6 Şubat depremlerinin üzerinden, dile kolay, iki yıl geçti. Ancak depreme yakalanan pek çok insanın hayatı, bir daha eskisi gibi olamayacak şekilde etkilendi, değişti.

Kimi eşini, kimi evladını, kimi ise bir uzvunu kaybetti. Depremin ardından önce enkaz altında, sonra yer üstünde verdikleri mücadele, onları bambaşka insanlar haline getirdi. 

Kimi zaman gelecekten umutsuz, kimi zaman mücadelenin verdiği azimle daha kararlı, bazen de her şeye rağmen duydukları şükran duygusuyla acılarını sağaltmaya çalışıyorlar.

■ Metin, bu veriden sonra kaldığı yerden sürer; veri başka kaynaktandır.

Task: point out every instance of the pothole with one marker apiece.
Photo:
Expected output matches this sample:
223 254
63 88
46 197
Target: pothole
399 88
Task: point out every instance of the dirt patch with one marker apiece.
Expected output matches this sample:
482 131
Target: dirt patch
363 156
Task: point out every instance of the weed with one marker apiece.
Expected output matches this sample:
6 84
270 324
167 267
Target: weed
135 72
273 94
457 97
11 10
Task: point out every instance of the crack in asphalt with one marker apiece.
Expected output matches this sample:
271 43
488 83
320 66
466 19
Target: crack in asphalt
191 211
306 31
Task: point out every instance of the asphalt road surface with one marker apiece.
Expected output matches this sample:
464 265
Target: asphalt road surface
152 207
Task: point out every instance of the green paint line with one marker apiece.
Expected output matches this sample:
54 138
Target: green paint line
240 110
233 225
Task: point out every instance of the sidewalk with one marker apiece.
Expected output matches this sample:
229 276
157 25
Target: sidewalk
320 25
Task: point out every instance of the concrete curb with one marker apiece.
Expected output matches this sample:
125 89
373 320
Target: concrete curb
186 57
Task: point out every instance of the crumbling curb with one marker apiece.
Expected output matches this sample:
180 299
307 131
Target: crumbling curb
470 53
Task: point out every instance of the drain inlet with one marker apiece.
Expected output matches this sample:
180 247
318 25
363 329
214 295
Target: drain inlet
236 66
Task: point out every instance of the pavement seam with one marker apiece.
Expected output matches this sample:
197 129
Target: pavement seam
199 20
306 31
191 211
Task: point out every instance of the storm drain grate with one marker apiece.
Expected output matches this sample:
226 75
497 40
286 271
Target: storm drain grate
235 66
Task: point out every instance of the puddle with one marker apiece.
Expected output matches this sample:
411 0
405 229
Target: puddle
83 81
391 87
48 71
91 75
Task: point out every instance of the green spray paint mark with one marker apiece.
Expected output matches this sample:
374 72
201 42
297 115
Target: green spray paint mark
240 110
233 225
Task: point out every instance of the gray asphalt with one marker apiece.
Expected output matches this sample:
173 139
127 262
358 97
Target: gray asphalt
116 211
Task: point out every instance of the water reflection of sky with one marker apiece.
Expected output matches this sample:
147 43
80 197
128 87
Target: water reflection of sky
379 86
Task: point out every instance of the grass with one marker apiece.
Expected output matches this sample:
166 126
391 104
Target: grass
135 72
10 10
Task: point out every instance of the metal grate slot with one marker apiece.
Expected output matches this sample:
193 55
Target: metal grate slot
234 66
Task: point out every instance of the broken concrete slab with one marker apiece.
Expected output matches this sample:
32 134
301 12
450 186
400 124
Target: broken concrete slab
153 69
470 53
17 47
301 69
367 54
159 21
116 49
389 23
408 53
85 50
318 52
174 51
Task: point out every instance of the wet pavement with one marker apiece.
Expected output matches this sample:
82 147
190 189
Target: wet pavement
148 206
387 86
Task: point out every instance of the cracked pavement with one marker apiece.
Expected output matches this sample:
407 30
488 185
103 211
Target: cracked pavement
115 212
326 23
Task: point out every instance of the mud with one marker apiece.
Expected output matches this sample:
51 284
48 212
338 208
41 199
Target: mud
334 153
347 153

Onur Kaba, enkaz altında kaldığı 87 saatin ardından bacağını kaybetti; şimdi en büyük hayali bir biyonik bacak.

Sibel Yalçın, depremde eşini ve büyük oğlunu yitirdi; iki yıldır yaşadığı konteynerde en büyük isteği, orada kalmaları için hak tanınan beş yıllık süre dolduktan sonra başını sokacağı bir yer bulmak.

Ozan Laleci, birlikte enkazda kaldıkları eşi Meral Laleci’yi yanıbaşındayken kaybetti; onu hayata tutunduran şey ise, eşinin mezarını bulmaya dair ümidi.

Fayn, 6 Şubat depremlerine Hatay’da, depremin en ağır vurduğu şehirlerden birinde yakalanan bu üç insanı dinledi. 

“Yaşıtlarımın çoğunun hayali motor ve araba; benim hayalim biyonik bacak”

6 Şubat depremine Antakya’da yakalanan Onur Kaba, 2001 doğumlu. Ailesi Yayladağı’nda köylerinde yaşarken Kaba, bir pastanede garsonluk yaptığı için şehir merkezinde kalıyormuş.